The experience in North America vis-à-vis bike share is very new. The key thing to remember is that we launch and operate large-scale systems that are meant to be long-lasting. It’s like starting a new TriMet in numerous cities, each of which is doing it differently.
To me, having worked in and for government for two decades, it’s not surprising that things have taken longer than initially envisioned. Officials tend to publicly pick launch dates before having everything worked through. For example, funding issues — often a mix of federal and local dollars and sponsorship — tend to create a longer timeframe than officials (and the public) initially hope for. Capital Bike Share launched quickly because they had all government money and DC as a unique sovereign entity had complete control of the funding. The other cities don’t have that; most are using federal dollars that flow through state DOTs and/or regional agencies –with very complex and challenging bureaucratic requirements – AND they are raising private funds as well. In NYC, which wanted a completely privately financed system, we had to secure not just an underwriting sponsor but a large bank loan.

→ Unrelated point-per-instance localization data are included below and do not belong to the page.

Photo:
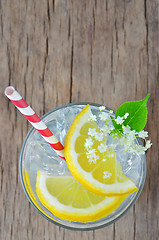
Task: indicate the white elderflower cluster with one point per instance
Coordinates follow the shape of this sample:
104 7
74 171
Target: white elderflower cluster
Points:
122 136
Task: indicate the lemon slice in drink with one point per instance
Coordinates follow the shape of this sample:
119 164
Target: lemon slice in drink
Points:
69 200
96 170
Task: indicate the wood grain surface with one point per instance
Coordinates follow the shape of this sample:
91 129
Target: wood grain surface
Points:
60 51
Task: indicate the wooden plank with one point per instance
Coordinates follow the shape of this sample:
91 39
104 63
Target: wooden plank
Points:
55 52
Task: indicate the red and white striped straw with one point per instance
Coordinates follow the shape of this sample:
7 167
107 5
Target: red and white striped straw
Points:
32 117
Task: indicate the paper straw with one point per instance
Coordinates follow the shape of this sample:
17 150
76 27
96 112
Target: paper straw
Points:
32 117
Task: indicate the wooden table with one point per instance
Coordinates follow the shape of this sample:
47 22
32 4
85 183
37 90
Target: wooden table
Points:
60 51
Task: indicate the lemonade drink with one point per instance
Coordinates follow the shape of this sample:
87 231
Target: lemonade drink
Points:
37 155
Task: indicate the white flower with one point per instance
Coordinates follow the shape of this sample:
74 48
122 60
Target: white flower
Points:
93 158
143 134
126 115
92 118
105 129
88 143
92 132
119 120
107 174
102 148
104 116
126 129
101 108
148 144
139 149
112 128
99 136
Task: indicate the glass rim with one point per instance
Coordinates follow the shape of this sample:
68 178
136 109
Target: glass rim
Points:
61 224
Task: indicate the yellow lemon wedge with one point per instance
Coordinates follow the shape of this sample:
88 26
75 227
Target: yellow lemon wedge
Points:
95 169
68 199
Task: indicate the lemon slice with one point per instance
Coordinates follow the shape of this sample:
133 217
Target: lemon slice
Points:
69 200
98 171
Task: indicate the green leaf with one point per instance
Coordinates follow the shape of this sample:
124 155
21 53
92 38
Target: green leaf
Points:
137 114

It’s awesome that we were able to do this in such a short amount of time, as anyone involved in fundraising will tell you, and a real testament to the dedication and brilliance of Janette Sadik-Khan and ABS [Alta Bicycle Share] President Alison Cohen.

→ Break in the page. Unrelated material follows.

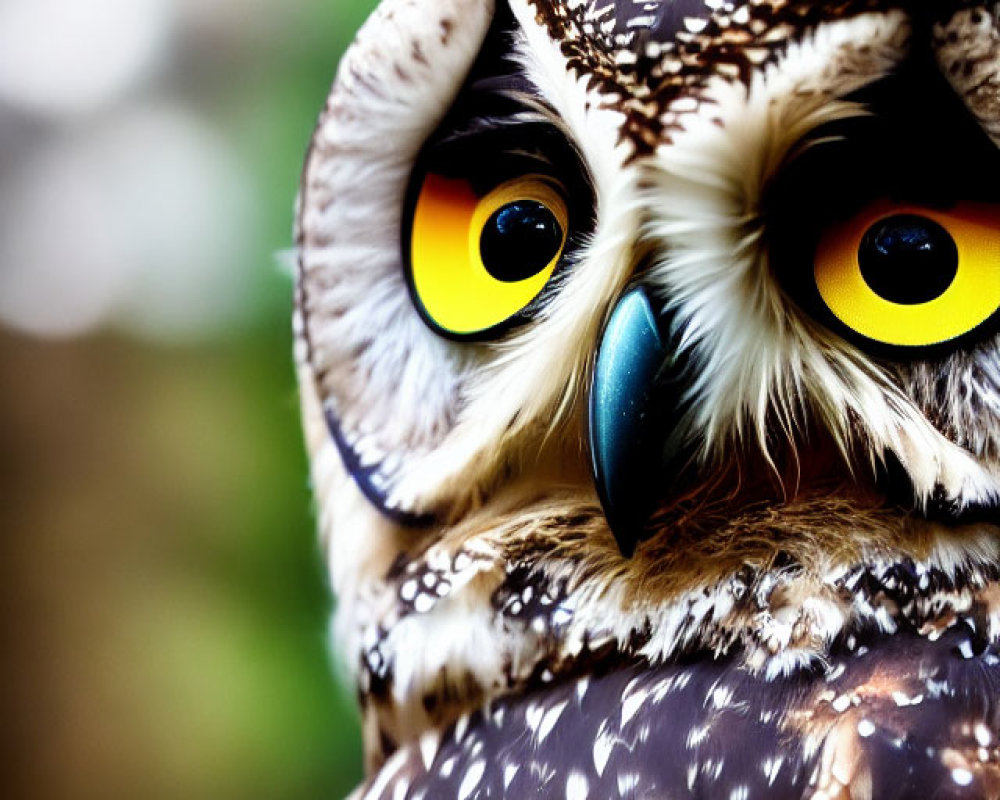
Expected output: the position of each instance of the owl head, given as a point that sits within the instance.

Then, besides sorting out funding issues, you also have to do site plans and secure permits, hire staff, buy equipment, and work though a long list of hundreds of other details. In other words, short delays are not surprising given the complexity of issues. We try to take a long view, and believe that it’s important to get it right on the front end in order to ensure long-term success.
Back to Portland: How do you respond when people say, “This is already a great biking town and everyone has bikes that will ride them… Why do we need bike share in Portland?”

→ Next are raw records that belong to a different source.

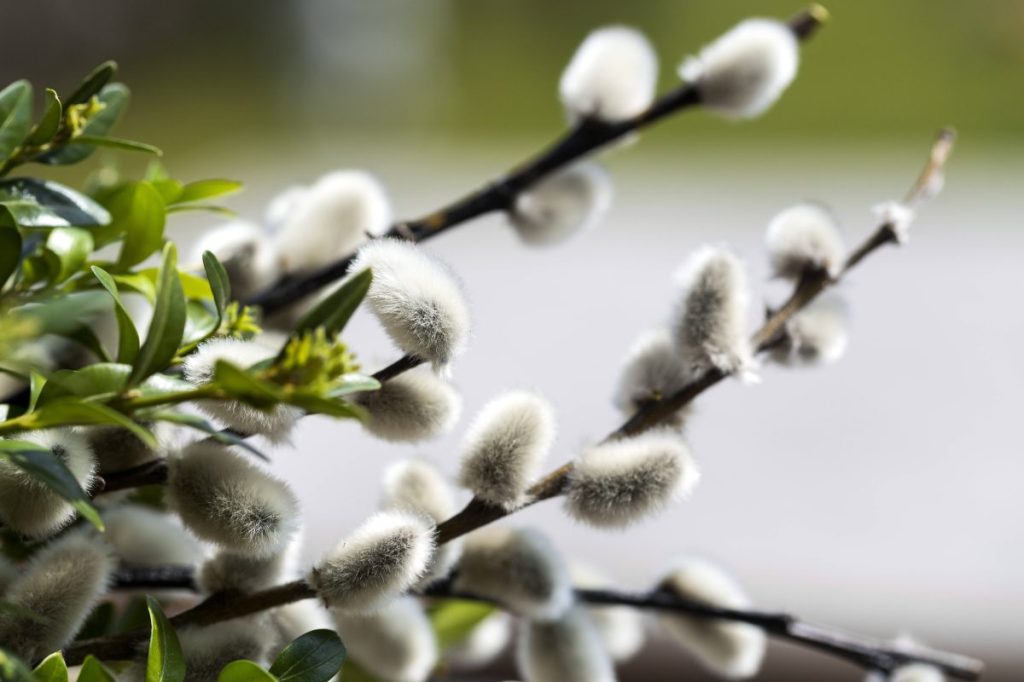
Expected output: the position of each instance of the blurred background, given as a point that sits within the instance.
(882, 494)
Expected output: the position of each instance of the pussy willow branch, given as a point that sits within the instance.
(863, 651)
(477, 514)
(500, 195)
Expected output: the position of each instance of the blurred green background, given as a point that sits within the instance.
(468, 71)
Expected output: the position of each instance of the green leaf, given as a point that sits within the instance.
(76, 412)
(202, 189)
(36, 203)
(15, 117)
(50, 123)
(12, 670)
(93, 671)
(200, 424)
(334, 311)
(127, 334)
(73, 246)
(44, 466)
(119, 143)
(244, 671)
(139, 208)
(168, 322)
(52, 669)
(242, 385)
(315, 656)
(453, 620)
(165, 663)
(114, 96)
(219, 283)
(93, 83)
(10, 246)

Let’s look at an excerpt from the vision statement for the 2030 Bicycle Plan:
“In 2030, bicycling is now a fundamental pillar of Portland’s fully integrated transportation system, with more than a quarter of all daily trips taken by bicycle… Children, women, immigrants, seniors and other populations that have historically not bicycled in large numbers now bicycle in higher proportions than ever before…. In 2030, bicycling is fully intertwined with Portland’s regional transit system… Visitors to Portland find bicycle transportation to be a signature feature of their experience…. Bicycling is not seen merely as a sport or the exclusive purview of young progressives. Portland residents do not identify themselves as ‘bicyclists’, but as users of a preferred means of transportation for regular daily activities.”
I wrote this statement about 4 years ago as the volunteer co-chair of the citizens’ committee. Since that time, bike share has taken off in a big way. Back then, to be honest, I was skeptical…my feeling was that developing a world-class bikeway network was arguably a higher priority for Portland than bike share.
Since then, my mind has been changed.
Bike share is the solution that will allow us to fulfill the 2030 vision.
I say this based on experience gained by launching and operating the nation’s largest bike share systems in DC & Boston, and by our partner PBSC in Montreal, Toronto, and London. Add in the experience of the hundreds of cities in Europe, China, Mexico, and beyond, and it’s clear: done right, bike share is a game changer.
A lot of cities have done bike share a small scale – a few stations here and there. Nice, but not at a scale to fulfill its potential. Done right – with the right planning, scale, funding, equipment, and operator – and virtually overnight you create a long-lasting, win-win healthy, sustainable transportation solution. This has been our experience.
Can you offer any estimation of when we can expect bike share to be on the ground?
Certainly we are hopeful for next Spring or Summer. As soon as we are able to negotiate a contract, we’ll be working with our non-profit partner – Portland Bike Share Inc – to secure private sector system sponsors. We’d appreciate any ideas, contacts, or leads in this vein.